Rather than focusing on quantifying uncertainty in LLM-generated answers, this approach leverages LLMs to provide uncertainty quantification for external world events. This is conceptually akin to applying intrinsic model uncertainty to simple QA quizzes but extended to inherently uncertain questions. Instead of addressing questions with definitive answers, this method deals with questions characterized by intrinsic unpredictability. Notable efforts in this domain include:

Dataset: The Autocast dataset compiles a collection of questions and aggregated human forecasts derived from forecasting tournaments, complemented by a news corpus. In these tournaments, forecasters tackle True/False, multiple-choice, and numerical questions. After the resolution of each question, forecasters are scored using Scoring Rules based on the forecasts they provided at earlier dates. An LLM can simulate forecasting for a specific date by processing news articles up to that date and attempting to answer the questions. The diverse question formats and the extensive numerical ranges make this a challenging benchmark. Consequently, Autocast serves as an outstanding real-world testbed for developing scalable uncertainty quantification methods tailored to LLMs.
Experiments: Recent studies have explored the use of agentic architectures, enabling LLMs to actively engage in forecasting tasks. These experiments push the boundaries of LLM capabilities in addressing uncertainty in dynamic, real-world scenarios.

Reward models

Reward models can be considered as somehow related to uncertainty quantification: they are typically trained (for instance from human feedback) to evaluate a completion in terms of a validity specification. However, this validity specification usually includes absence of toxic content or alignment with user intentions, rather than correctness of an answer, even if the latter could plausibly be used. Then, they are used as the reward function to finetune LLMs via RL. However, they can also be independently used to evaluate completions produced by a model; some works also show that they can be used to evaluate partial completions, thus stopping generation and then restarting it if a generation is likely to be unsuccessful wrt the final specification .
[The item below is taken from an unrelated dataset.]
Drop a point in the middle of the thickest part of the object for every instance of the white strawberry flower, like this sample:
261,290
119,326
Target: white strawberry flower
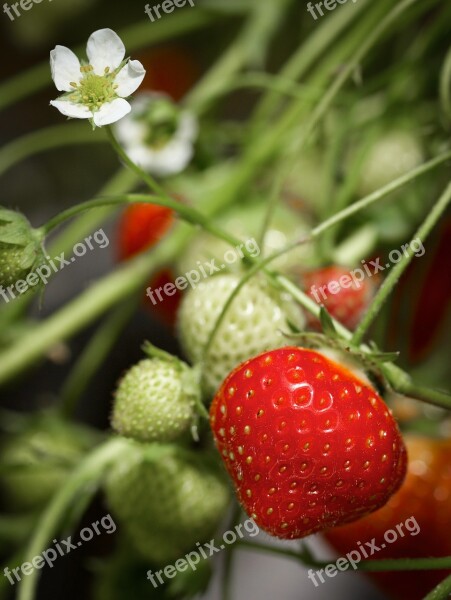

However, in contrast to intrinsic uncertainty quantification and assessors, reward models are generally not specific to a single LLM. As such, they rely on generic features of the output that can be used to understand agreement with the considered validity specification. In contrast, assessors and uncertainty quantification approaches are trained considering a specific model or a set of models and explicitly or implicitly rely on their features.

How humans interpret LLM uncertainty

Human perception and prediction of LLM performance represents another important research direction. Studies have revealed significant limitations in human ability to anticipate LLM behavior. A recent experiment has shown that humans perform only marginally better than random chance when predicting GPT-4’s performance. Moreover, humans tend to exhibit overconfidence in predicting LLM performance on high-stakes tasks, likely due to anchoring on past interactions with these systems . A particularly concerning finding is that LLM success on challenging tasks within a domain does not necessarily translate to reliable performance on simpler tasks in the same domain . This counterintuitive behavior challenges our natural assumptions about machine learning systems and highlights the importance of systematic evaluation approaches.

Robustness of LLMs to input perturbation

The sensitivity of LLMs to minor prompt modifications has been well-documented in the literature . Research has demonstrated that even subtle changes to input prompts can result in substantially different outputs, raising questions about the reliability and consistency of these systems. This sensitivity to input perturbations suggests a potential avenue for uncertainty estimation: by measuring a model’s response variability to small input modifications, we could potentially identify cases where the model exhibits high uncertainty and should be rejected. While this approach has been theoretically proposed in recent literature reviews, particularly in Hendrickx et al.’s 2024 review , its practical application to LLMs remains unexplored.